Fondé en 1904, Marit fabriquait d’abord des clous et des chaînes à destination des péniches, des trains ou des mines locales. Les forgerons jugeaient la température de l’acier à l'œil, et frappaient le métal à coups de marteau. Un siècle plus tard, l’électricité et les machines sont venues en renfort, mais la société est restée dans la famille. «J’appartiens à la cinquième génération», sourit Guillaume Marit, son directeur commercial. Avec ses 40 salariés et un chiffre d’affaires de 10 millions d’euros en 2024, Marit fait figure de petite entreprise. Mais ses chaînes massives séduisent les géants, et servent aussi bien à la Marine nationale qu’à TotalEnergies, pour ses chantiers pétroliers et gaziers.

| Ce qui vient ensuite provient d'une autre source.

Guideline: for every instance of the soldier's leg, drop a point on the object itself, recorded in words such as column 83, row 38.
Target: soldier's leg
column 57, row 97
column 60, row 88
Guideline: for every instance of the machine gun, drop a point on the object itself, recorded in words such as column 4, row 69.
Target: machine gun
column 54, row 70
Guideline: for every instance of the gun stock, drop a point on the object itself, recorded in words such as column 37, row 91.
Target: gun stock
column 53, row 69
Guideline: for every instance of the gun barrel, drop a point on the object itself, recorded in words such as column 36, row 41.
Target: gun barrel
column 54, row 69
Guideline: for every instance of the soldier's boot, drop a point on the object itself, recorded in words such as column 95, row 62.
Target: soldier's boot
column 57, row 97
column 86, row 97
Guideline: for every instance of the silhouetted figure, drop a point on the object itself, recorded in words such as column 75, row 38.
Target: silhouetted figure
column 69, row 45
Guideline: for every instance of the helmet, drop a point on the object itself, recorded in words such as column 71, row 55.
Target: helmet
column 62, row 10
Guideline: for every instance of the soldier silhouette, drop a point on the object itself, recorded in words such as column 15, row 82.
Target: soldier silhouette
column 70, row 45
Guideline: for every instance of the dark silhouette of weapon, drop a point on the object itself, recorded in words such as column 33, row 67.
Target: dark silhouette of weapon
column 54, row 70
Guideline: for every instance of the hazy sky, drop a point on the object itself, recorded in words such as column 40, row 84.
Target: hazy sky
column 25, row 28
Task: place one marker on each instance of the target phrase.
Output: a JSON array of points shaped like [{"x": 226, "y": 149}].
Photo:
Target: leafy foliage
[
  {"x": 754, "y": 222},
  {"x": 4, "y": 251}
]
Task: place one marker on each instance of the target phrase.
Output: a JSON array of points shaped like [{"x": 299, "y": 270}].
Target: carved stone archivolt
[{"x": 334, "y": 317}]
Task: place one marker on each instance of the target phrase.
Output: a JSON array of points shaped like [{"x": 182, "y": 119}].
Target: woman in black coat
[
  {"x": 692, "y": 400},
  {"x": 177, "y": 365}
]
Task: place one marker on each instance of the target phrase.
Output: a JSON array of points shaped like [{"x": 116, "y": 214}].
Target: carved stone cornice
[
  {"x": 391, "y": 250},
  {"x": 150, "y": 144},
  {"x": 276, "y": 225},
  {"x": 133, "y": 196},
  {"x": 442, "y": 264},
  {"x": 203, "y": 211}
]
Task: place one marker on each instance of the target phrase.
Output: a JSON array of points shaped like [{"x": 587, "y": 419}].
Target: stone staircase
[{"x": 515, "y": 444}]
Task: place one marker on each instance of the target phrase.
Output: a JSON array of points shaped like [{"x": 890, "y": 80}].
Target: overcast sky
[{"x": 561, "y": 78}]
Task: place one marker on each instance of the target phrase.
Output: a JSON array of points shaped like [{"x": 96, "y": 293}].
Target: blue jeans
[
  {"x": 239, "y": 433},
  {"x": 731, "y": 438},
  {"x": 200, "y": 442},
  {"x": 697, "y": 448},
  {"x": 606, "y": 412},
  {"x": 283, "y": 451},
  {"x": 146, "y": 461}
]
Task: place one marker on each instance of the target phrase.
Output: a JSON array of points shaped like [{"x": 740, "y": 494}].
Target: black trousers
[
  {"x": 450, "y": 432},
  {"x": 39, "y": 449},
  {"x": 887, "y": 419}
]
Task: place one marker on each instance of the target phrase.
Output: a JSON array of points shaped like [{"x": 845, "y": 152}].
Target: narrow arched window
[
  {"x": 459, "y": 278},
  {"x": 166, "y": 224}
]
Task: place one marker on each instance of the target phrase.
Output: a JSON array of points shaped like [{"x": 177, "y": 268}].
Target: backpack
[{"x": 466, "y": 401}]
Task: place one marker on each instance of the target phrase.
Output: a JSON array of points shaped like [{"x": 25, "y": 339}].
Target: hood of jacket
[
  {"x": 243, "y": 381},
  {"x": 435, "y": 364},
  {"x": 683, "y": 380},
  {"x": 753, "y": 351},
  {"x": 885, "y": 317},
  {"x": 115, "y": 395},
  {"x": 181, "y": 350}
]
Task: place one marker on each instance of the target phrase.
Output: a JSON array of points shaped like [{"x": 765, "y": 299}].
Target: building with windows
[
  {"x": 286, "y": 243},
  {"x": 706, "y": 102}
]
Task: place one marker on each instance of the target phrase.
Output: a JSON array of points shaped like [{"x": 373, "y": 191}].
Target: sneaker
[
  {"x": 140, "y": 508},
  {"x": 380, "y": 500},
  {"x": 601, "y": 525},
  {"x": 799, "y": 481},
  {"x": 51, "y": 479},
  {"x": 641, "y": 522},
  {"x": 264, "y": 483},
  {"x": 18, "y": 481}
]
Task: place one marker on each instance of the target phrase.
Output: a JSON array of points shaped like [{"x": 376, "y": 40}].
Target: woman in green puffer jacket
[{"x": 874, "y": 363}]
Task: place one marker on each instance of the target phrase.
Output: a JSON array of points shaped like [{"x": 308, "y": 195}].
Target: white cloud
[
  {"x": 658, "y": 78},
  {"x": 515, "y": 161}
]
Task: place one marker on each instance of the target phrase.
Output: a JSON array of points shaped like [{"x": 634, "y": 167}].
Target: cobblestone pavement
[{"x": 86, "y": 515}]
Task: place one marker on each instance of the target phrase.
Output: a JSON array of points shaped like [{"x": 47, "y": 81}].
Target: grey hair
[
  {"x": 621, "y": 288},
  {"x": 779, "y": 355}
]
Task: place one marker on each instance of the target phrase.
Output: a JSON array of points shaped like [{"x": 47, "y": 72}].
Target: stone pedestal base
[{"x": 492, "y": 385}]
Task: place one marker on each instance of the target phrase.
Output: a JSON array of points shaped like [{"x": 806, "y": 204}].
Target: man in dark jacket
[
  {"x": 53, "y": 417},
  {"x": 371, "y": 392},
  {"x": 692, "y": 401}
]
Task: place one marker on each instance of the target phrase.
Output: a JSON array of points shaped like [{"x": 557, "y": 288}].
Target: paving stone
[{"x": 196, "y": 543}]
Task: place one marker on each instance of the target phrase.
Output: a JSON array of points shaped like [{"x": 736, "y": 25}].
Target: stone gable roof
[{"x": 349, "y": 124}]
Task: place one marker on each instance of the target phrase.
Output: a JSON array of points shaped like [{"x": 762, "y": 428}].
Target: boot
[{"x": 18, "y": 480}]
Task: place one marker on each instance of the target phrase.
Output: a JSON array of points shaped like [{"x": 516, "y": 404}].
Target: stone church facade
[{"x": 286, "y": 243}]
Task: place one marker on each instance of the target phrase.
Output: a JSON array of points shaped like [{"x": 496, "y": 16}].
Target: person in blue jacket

Les chaînes de Marit à bord du porte-avions Charles-de-Gaulle
L’une des plus grandes réussites de Marit : les 600 mètres de chaînes de mouillage et l’ancre du porte-avions Charles-de-Gaulle. Les grandes heures de la métallurgie nordiste ont beau appartenir au passé, Marit a su traverser les frontières. La moitié des ventes sont ainsi réalisées en Europe, tandis que l’autre moitié se répartit entre le Moyen-Orient (19%), l’Afrique (16%) et le reste du monde (14%). Parmi ses dernières prises, une commande à plusieurs centaines de milliers d’euros pour Sumed, un acteur égyptien du secteur pétrolier. «Pour travailler avec la défense et les industries pétrolières, il faut répondre à des exigences de qualité élevées», souligne Guillaume Marit.

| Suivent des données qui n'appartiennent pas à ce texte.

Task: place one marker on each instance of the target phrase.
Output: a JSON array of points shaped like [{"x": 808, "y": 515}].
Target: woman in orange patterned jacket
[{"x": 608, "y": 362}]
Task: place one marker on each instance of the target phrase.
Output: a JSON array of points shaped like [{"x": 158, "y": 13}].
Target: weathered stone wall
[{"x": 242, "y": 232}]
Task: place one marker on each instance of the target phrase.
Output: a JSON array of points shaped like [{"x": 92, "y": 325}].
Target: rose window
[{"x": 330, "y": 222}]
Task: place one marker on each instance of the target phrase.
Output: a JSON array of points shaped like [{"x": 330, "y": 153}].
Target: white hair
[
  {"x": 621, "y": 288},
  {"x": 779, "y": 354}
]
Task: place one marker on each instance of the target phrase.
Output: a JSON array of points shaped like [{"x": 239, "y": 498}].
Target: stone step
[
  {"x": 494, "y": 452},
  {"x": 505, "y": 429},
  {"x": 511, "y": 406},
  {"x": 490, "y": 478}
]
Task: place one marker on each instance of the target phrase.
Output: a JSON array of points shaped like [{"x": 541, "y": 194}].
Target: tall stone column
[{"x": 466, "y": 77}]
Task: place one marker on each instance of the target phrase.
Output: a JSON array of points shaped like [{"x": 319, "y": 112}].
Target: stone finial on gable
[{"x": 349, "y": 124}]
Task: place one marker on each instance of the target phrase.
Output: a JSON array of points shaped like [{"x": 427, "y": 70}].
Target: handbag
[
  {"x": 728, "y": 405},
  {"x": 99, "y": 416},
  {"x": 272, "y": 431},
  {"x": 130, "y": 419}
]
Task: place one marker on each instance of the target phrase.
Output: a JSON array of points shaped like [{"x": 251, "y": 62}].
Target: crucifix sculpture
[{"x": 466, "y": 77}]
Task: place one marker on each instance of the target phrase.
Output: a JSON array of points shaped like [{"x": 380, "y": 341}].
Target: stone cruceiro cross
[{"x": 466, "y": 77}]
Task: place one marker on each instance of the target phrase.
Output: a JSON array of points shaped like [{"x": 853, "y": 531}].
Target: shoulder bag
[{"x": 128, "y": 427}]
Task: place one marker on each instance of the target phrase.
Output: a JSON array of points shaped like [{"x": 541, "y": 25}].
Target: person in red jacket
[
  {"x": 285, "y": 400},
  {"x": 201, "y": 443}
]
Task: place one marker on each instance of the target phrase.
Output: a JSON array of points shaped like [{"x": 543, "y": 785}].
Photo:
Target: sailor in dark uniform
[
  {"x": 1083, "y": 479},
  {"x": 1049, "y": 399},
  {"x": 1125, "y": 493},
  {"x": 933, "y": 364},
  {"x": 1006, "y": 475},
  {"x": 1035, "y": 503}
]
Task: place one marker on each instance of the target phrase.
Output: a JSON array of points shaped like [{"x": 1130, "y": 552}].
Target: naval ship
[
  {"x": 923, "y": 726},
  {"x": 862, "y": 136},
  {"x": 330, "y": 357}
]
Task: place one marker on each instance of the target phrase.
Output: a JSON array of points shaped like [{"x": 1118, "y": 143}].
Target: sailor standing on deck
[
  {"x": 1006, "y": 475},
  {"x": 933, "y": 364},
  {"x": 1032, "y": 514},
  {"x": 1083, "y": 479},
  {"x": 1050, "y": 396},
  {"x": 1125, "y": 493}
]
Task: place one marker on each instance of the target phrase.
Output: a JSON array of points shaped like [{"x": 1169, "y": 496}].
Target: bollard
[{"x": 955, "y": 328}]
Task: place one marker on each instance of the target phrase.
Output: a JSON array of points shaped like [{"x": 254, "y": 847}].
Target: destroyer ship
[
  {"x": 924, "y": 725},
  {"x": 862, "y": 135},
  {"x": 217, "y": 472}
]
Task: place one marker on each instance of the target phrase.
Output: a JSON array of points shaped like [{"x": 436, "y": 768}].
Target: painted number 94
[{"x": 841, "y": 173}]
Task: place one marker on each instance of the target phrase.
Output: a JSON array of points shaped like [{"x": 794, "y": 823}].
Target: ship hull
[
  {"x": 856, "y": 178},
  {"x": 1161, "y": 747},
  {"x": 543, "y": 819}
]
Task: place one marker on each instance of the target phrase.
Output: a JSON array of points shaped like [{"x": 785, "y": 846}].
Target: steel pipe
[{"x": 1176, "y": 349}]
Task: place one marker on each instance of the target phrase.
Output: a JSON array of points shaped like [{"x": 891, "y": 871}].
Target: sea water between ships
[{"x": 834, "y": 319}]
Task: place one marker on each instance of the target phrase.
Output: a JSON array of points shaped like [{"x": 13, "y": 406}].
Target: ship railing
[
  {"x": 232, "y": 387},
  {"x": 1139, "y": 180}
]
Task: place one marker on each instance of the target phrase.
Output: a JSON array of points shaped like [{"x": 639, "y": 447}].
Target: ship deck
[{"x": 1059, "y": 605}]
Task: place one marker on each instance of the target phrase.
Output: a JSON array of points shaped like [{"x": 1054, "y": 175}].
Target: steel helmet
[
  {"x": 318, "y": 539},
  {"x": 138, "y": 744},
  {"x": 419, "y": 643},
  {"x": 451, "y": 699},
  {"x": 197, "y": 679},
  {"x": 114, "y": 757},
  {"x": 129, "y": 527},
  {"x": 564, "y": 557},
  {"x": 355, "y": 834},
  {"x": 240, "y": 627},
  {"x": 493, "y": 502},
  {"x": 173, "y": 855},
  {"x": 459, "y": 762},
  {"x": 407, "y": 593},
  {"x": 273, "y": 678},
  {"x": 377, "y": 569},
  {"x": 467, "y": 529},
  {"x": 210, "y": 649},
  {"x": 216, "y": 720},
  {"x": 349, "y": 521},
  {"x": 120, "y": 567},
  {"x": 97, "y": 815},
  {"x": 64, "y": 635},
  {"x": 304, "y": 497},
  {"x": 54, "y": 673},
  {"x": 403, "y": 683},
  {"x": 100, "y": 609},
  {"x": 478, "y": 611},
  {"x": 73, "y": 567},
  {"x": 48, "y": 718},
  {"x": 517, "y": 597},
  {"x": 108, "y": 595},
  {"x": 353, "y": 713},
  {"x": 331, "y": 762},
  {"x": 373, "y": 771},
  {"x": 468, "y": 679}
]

Courants marins, tempêtes, eaux polluées… Les chaînes doivent en effet affronter des conditions extrêmes. Pour en éprouver la résistance, l’usine dispose d’un banc de traction de 850 tonnes, un chevalet de torture géant. Et les microfissures susceptibles de se nicher à l’intérieur des soudures sont traquées grâce à des tests par ultrasons, comme pour une échographie. Il faut dire que les enjeux financiers sont élevés. «Une défaillance sur une ligne d'ancrage pourrait engendrer plusieurs millions d'euros de pertes d'exploitation par jour. Ce genre de problèmes reste exceptionnel et, à ce jour, Marit n'y a jamais été confronté», insiste Guillaume Marit, qui doit tout de même naviguer dans des eaux tumultueuses.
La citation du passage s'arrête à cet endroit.